There are two types of people in this world: the type of people who sleep to dream, and the type of people who dream to sleep. (This may or may not be true but for the sake extremes, let's go with it.) But have you ever wondered how to have a lucid dream? Some people are really into dreams — they write them down, they talk about them, they think about them, and they place a lot of meaning into them. Other people just look at dreams as weird things that happen in your brain when you're getting sleep. But lucid dreams, or the conscious understanding that you are dreaming, are another ballpark altogether.
Whether you're the kind of person who has a stack of dream books on your night table or you're the kind of person who rolls your eyes anytime someone wastes your time telling you about a dream they had, you've definitely had a lucid dream before. A lucid dream is any kind of dream where you're aware you're dreaming. It's a double whammy for your consciousness and can be either spooky or spiritual or uneventful. Lucid dreams typically occur on the tail end of REM sleep, you know, when you're towards the end of a deep sleep.

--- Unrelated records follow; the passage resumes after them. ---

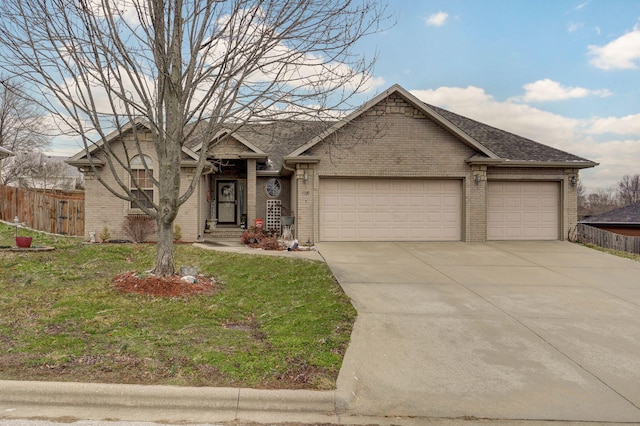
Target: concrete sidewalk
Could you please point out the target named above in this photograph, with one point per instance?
(523, 330)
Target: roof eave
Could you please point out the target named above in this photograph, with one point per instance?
(83, 162)
(302, 159)
(621, 224)
(501, 162)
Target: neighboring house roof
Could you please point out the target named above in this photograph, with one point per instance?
(626, 216)
(492, 145)
(5, 153)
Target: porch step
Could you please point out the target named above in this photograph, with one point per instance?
(224, 234)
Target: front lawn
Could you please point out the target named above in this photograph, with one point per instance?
(274, 322)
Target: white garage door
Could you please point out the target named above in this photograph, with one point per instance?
(523, 210)
(390, 210)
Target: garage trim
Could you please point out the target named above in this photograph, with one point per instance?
(390, 209)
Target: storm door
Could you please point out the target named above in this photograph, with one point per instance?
(226, 201)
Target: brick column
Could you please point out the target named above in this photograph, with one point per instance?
(251, 191)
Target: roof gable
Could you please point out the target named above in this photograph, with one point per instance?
(492, 145)
(421, 106)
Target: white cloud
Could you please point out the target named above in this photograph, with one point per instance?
(620, 53)
(586, 138)
(436, 19)
(572, 27)
(627, 125)
(549, 90)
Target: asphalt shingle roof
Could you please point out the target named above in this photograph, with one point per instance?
(504, 144)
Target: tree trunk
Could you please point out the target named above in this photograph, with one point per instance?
(164, 255)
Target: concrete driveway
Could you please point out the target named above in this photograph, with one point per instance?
(502, 330)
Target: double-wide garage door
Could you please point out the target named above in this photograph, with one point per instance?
(431, 210)
(523, 210)
(390, 210)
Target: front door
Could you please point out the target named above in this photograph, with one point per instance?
(226, 201)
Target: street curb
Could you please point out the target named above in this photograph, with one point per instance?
(117, 399)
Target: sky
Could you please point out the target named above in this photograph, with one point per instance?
(562, 72)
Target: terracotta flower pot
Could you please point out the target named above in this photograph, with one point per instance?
(23, 242)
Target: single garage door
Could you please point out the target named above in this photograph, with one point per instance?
(523, 210)
(390, 210)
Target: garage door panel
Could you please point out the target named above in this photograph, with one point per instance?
(390, 210)
(523, 210)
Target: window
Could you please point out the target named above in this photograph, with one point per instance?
(143, 177)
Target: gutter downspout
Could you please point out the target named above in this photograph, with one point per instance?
(199, 236)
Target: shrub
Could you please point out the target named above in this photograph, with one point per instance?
(270, 243)
(257, 238)
(139, 227)
(253, 236)
(104, 234)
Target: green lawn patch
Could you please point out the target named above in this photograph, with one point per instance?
(274, 323)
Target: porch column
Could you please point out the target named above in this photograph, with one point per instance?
(306, 220)
(251, 191)
(476, 206)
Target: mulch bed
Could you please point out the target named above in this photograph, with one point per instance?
(172, 286)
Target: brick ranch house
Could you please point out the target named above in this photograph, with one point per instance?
(396, 169)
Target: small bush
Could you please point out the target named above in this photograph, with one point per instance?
(257, 238)
(139, 227)
(270, 243)
(253, 236)
(104, 234)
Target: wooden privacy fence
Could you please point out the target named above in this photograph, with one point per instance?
(60, 212)
(607, 239)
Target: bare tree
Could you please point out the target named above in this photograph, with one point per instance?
(100, 64)
(600, 201)
(629, 189)
(23, 128)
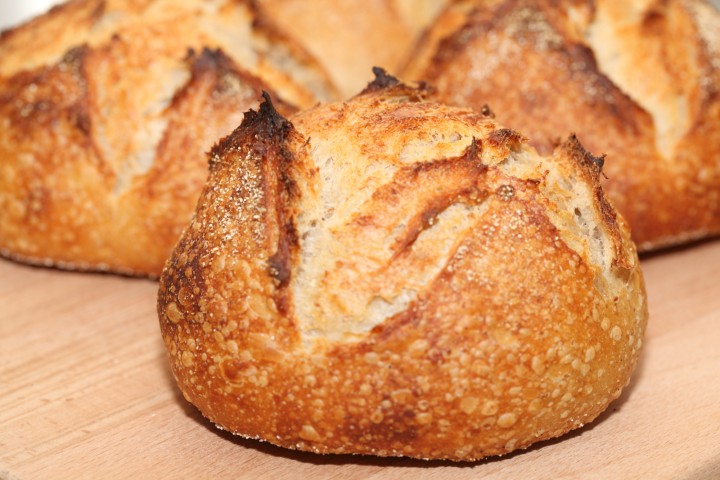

OK, so what? We've all had a lucid dream and they're kinda cool but like why are we talking about it? We're talking about it because countless studies show that we're capable of not only educing lucid dreaming, but controlling it. It's actually not all that difficult and just involves a little bit of focus and a little bit of discipline. Here are the five principals to be the master of your dreams:
If you plan on having a lucid dream tonight, spend the day checking in with yourself. Every few hours, ask yourself if you are awake or dreaming. It might feel silly and unnecessary, but get into the habit of doing a certain gesture. Maybe you write "awake" on your hand with a pen every time you check in with yourself and realize you are in fact awake. Maybe you pinch your side or play a song. Whatever works for you. The important thing is that you're creating a habit of checking in with yourself.
Pick A Dream, Any Dream
Throughout the day, think about what you'd like to dream about. Start visualizing what world you want to travel to, who you want to see and what you want to happen. Remember to check in with yourself and establish that you're awake.
An hour before you plan to go to sleep, keep your eyes away from all screens. Don't check your phone, your laptop or even your Kindle. Turn off all of the lights both in your room and outside of your room so that no light seeps in under the door. You want your room to be as dark as physically possible. If this is not possible, an eye mask will do the trick.
Set An Alarm
The best time to lucid dream is during REM sleep which typically occurs a few hours into your sleep cycle. If you plan on having a lucid dream, you need to set your alarm two hours earlier than the time you need to wake up. Put the alarm as close to your bed as possible so you don't have to do anything other than reach your hand out and silence it. This will cause you to wake up your mind briefly. Try your best to keep your eyes closed. You want your body to remain asleep.
Go With It
Now that you've woken up a bit to turn off your alarm, your body will be trying its best to go right back to sleep. It was in a nice, deep, restorative sleep and you woke it up! So without even trying, your body will drift back into a sleep state. At this point, try to keep your thoughts active. Let your mind wander. Let your body fall back into slumber and let sleep paralyze your limbs while your mind travels through vivid and conscious images and sounds. Try your best to stay relaxed. You're safe. You might have a totally boring lucid dream where you're sitting on a couch watching a curtain blow in the wind, or you might hallucinate and see old friends or see colors or hear sounds. What's important is to stay calm, you're safe. Just go with it. When you wake up completely, write down everything you saw. Getting into the habit of thinking about your dreams will help them flourish.